Avete in mente il netbook Wind a catalogo dell’omonimo carrier arancione? Non tutti sanno che il mini pc in questione lo produce la taiwanese MSI, ancora meno (fra i non appassionati e i non addetti ai lavori) che la stessa società asiatica è di fatto l’unico vendor ad aver annunciato un pc portatile, il modello U115 Hybrid (in vetrina al Ces 2009), dotato simultaneamente sia di disco allo stato solido che di classico hard drive. La memoria flash si occupa di tutte le operazioni del pc, il secondo entra in gioco (può essere disattivato tramite un apposito “Eco botton”) là dove le esigenze di storage dell’utente superano le capacità del supporto Ssd.
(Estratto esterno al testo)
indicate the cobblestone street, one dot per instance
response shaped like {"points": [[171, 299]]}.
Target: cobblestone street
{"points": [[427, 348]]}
Con il risultato di prestazioni sempre garantite nel segno della massima efficienza energetica e di un’autonomia delle batterie a tre celle che si annuncia “super”.
Il netbook di Msi segna dunque una nuova frontiera nel sempre più variegato universo dei pc in miniatura? La risposta è ovviamente affermativa sebbene tutte le altre credenziali tecniche dell’Hybrid siano le solite: schermo da 10 pollici retroilluminato Led, processore Intel Atom Z530 a 1.6GHz (architettura Menlow), Windows Xp Home, connettività Wi-Fi e Bluetooth, webcam da 1.3 megapixel integrata.
L’innovazione sta tutta alla voce storage, in due possibili combinazioni: disco fisso da 120 0 160 Gbyte e modulo Ssd da 8 Gbyte o 16 Gbyte. Entrambi contenuti in uno chassis compatto (26 x 18 x 3 centimetri le dimensioni) e sufficientemente leggero (circa un chilogrammo di peso).
Rimane una curiosità (non da poco) al momento insoddisfatta: quanto costerà la virtù del doppio disco?